Âgée de 45 ans aujourd’hui, Christelle* a toujours prétendu avoir été violée par l’islamologue, à Lyon (Rhône) un soir d’octobre 2009, alors qu’elle traversait une période difficile. Séparée de son compagnon et handicapée par un accident de la circulation, elle s’était à l’époque convertie à l’islam et avait, selon son récit, pour projet de se marier avec Tariq Ramadan et de partir vivre à Londres pour s’occuper de ses enfants.

« Il n’a jamais été question de mariage, balaie Emmanuel Marsigny, l’avocat de Tariq Ramadan. Mon client reconnaît tout juste un simple jeu de séduction. » C’est ce qui aurait conduit Christelle à accepter un rendez-vous avec lui dans un hôtel de Lyon, un soir où il devait donner une conférence.

Abandonnée dans la chambre en état de choc ?

A partir de là, leurs récits divergent. Alors que Tariq Ramadan explique ne lui avoir parlé que 20 à 30 minutes dans le hall de son hôtel, Christelle indique avoir été violée avec une rare violence dans une chambre puis abandonnée en état de choc.

« Cela n’a pas de sens, estime encore Emmanuel Marsigny. Elle indique avoir entendu une dispute dans une chambre voisine. Or, les vérifications ont été faites : celles-ci étaient vides. Elle raconte que les faits se sont produits au deuxième étage. La chambre de Tariq Ramadan était au septième. Son récit ne tient pas debout ! »

Christelle a décrit la cicatrice à l’aine de Tariq Ramadan

Avocat de Christelle, Eric Morain n’est évidemment pas de cet avis. « Ma cliente a précisément évoqué les rues et le square aux abords de l’hôtel où elle a erré après les faits, a-t-il confié à 20 Minutes. Tout comme les détails de la salle de bains de la chambre qu’elle ne peut pas avoir inventés… »

Surtout, lors de son audition par les policiers, elle a décrit une petite cicatrice que Tariq Ramadan a bien été obligé de reconnaître avoir au niveau de l’aine. Pour la défense du théologien, cet élément qui avait pesé dans le choix de le placer en détention provisoire il y a sept mois aurait été obtenu par une éventuelle « collusion » avec la polémiste Caroline Fourest et d’anciennes maîtresses de l’intellectuel, désormais opposées à lui.

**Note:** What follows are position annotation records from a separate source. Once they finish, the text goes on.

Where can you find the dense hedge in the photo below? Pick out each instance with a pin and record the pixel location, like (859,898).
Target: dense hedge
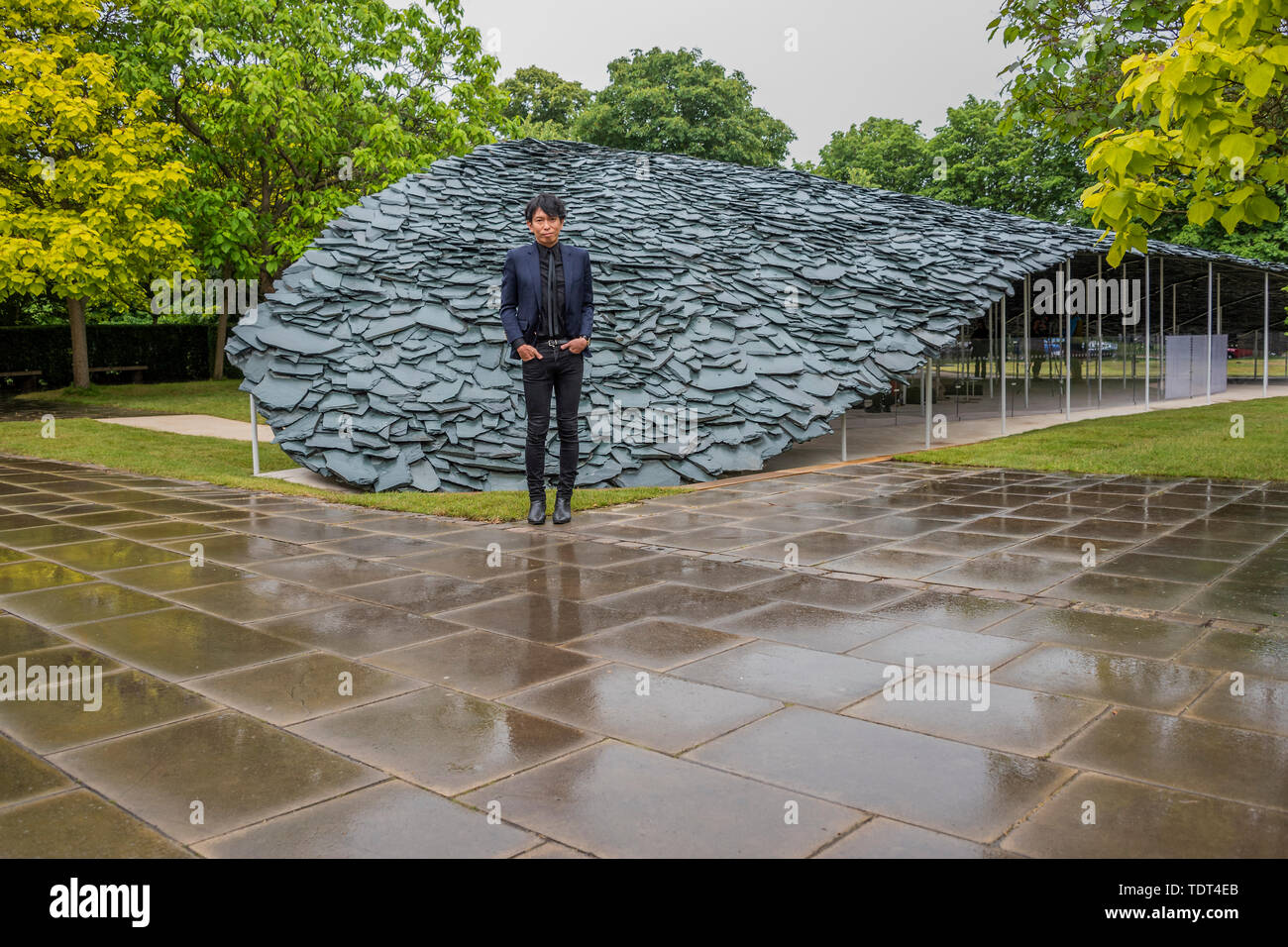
(171,352)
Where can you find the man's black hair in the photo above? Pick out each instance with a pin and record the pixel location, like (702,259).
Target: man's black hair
(550,204)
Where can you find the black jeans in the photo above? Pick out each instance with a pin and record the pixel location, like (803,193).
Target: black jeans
(559,369)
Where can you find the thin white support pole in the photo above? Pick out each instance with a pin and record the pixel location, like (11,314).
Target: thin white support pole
(1147,330)
(1100,330)
(1003,326)
(254,437)
(1210,333)
(925,401)
(1068,343)
(992,307)
(1028,315)
(1265,360)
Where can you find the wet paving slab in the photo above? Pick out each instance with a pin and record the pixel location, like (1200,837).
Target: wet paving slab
(925,661)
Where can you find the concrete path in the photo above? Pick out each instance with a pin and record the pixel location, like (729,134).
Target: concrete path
(875,660)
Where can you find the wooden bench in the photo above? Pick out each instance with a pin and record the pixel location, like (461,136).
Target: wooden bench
(136,371)
(29,377)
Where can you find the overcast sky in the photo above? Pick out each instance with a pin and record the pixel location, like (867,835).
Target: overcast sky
(906,59)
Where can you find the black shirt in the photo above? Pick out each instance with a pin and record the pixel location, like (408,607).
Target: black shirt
(552,325)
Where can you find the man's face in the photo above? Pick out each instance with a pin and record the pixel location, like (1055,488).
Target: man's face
(545,228)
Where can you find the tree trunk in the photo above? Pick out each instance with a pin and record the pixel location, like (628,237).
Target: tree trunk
(222,331)
(80,347)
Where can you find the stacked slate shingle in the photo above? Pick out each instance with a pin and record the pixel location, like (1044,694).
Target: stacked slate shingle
(765,300)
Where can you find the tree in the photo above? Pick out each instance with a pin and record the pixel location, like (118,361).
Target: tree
(1010,166)
(682,105)
(544,99)
(294,111)
(881,153)
(85,170)
(1214,105)
(1067,71)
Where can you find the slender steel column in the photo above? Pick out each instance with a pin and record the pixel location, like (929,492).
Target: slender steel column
(1210,333)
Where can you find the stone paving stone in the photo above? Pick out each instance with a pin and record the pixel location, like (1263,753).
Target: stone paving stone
(207,759)
(840,594)
(130,701)
(24,776)
(1240,602)
(421,594)
(1164,567)
(565,582)
(256,599)
(936,784)
(1008,571)
(674,714)
(331,571)
(811,548)
(682,603)
(165,530)
(482,664)
(297,688)
(553,849)
(1131,591)
(1113,633)
(30,575)
(390,819)
(18,635)
(78,825)
(941,646)
(655,644)
(951,543)
(477,566)
(178,575)
(539,618)
(1068,548)
(38,536)
(1014,720)
(357,628)
(103,556)
(1261,706)
(625,801)
(1262,652)
(706,574)
(822,629)
(1207,528)
(716,539)
(237,549)
(795,676)
(1186,754)
(78,602)
(883,838)
(446,741)
(893,564)
(1136,682)
(1136,821)
(944,609)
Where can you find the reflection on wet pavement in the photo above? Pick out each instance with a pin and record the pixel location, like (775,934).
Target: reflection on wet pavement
(655,680)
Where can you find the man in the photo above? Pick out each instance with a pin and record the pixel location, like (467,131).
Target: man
(548,308)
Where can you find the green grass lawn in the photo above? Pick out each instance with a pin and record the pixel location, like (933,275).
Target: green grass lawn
(1183,442)
(227,463)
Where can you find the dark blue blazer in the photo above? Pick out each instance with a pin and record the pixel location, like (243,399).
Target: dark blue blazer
(520,294)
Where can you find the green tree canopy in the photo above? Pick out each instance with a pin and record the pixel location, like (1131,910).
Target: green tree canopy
(679,103)
(86,170)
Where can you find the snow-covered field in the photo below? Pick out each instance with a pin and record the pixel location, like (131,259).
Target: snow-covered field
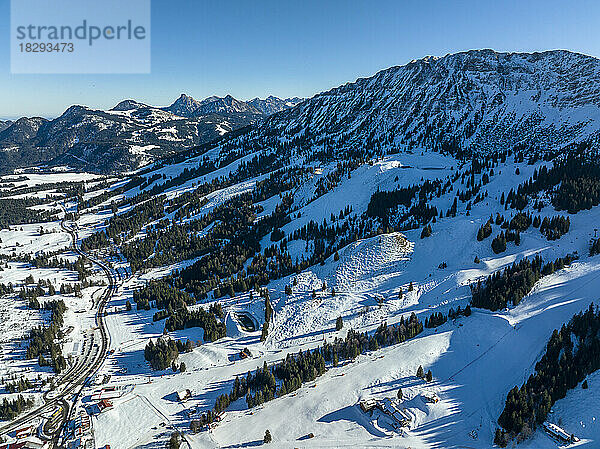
(475,361)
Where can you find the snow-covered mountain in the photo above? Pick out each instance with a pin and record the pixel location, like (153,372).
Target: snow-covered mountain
(186,106)
(5,124)
(480,100)
(128,135)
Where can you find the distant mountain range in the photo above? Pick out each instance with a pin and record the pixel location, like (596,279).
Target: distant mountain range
(128,135)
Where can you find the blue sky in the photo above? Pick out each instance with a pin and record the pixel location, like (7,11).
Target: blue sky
(297,48)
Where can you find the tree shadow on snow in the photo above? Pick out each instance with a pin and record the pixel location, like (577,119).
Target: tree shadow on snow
(352,414)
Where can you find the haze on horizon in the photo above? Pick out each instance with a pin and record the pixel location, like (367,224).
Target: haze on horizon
(297,49)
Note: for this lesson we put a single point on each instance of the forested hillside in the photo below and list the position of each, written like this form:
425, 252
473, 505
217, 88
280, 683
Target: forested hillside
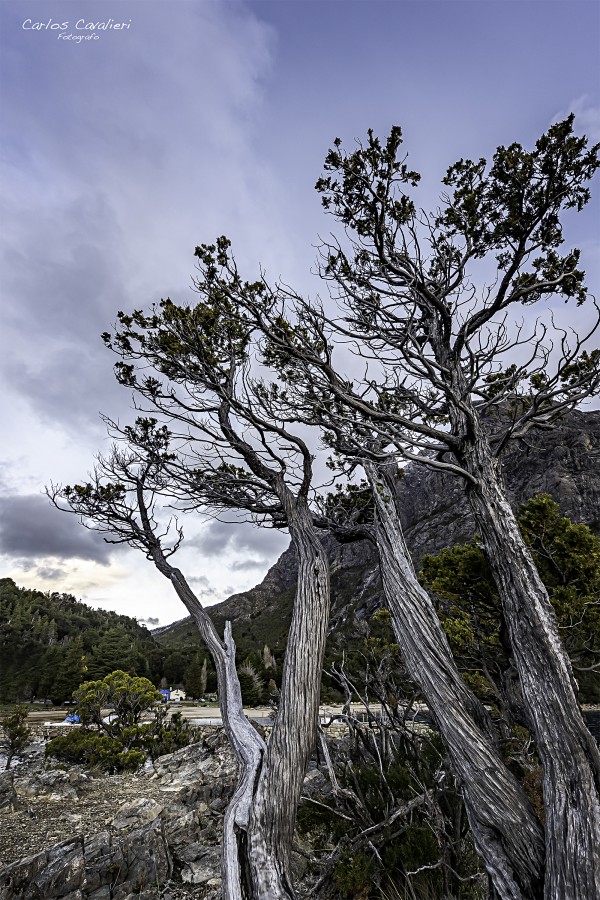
50, 643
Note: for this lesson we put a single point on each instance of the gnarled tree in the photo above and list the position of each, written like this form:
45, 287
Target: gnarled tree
211, 442
453, 378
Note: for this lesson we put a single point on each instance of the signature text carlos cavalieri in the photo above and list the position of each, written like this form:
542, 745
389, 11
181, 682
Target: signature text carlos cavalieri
85, 28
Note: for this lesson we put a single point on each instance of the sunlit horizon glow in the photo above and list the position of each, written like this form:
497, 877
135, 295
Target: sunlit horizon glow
121, 153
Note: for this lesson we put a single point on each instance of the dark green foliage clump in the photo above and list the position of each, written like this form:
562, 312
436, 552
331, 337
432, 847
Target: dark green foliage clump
122, 741
50, 643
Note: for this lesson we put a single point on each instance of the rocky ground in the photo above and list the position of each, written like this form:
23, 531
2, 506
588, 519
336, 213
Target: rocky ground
76, 834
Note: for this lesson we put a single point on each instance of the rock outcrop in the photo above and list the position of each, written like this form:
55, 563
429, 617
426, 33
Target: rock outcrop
148, 842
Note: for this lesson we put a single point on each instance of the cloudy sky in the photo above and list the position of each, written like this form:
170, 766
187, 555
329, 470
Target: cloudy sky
122, 152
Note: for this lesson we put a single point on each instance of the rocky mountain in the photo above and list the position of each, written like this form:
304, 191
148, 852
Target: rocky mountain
564, 462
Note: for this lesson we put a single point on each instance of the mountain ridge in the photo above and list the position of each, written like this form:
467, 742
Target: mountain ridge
563, 462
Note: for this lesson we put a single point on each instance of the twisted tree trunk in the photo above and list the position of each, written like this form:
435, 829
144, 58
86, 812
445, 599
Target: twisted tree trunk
568, 753
505, 829
259, 821
295, 729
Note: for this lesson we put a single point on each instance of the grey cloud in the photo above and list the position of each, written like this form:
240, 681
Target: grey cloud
30, 528
261, 544
203, 586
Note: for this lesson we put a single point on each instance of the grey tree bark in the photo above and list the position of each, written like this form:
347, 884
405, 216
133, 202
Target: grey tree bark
506, 832
259, 821
568, 752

Mis sous pression par la multiplicité des témoignages, Tariq Ramadan avait fini, en juin, par reconnaître avoir eu des relations extraconjugales « consenties », des « rapports fougueux et de domination » tout en niant avoir jamais violé quiconque.

La confrontation houleuse avec Henda Ayari en juillet

En juillet, il avait été confronté à Henda Ayari, une ancienne salafiste qui l’accuse également de viol. Devenue militante laïque, cette femme avait vu ses accusations s’affaiblir après de multiples revirements sur la date et le lieu des faits qu’elle dénonce.

Emmanuel Marsigny en avait profité pour déposer dès le lendemain une demande de mise en liberté, proposant même une remise du passeport de son client ainsi qu’une caution de 300.000 euros. A l’époque, les juges avaient rejeté cette demande l’estimant « prématurée ».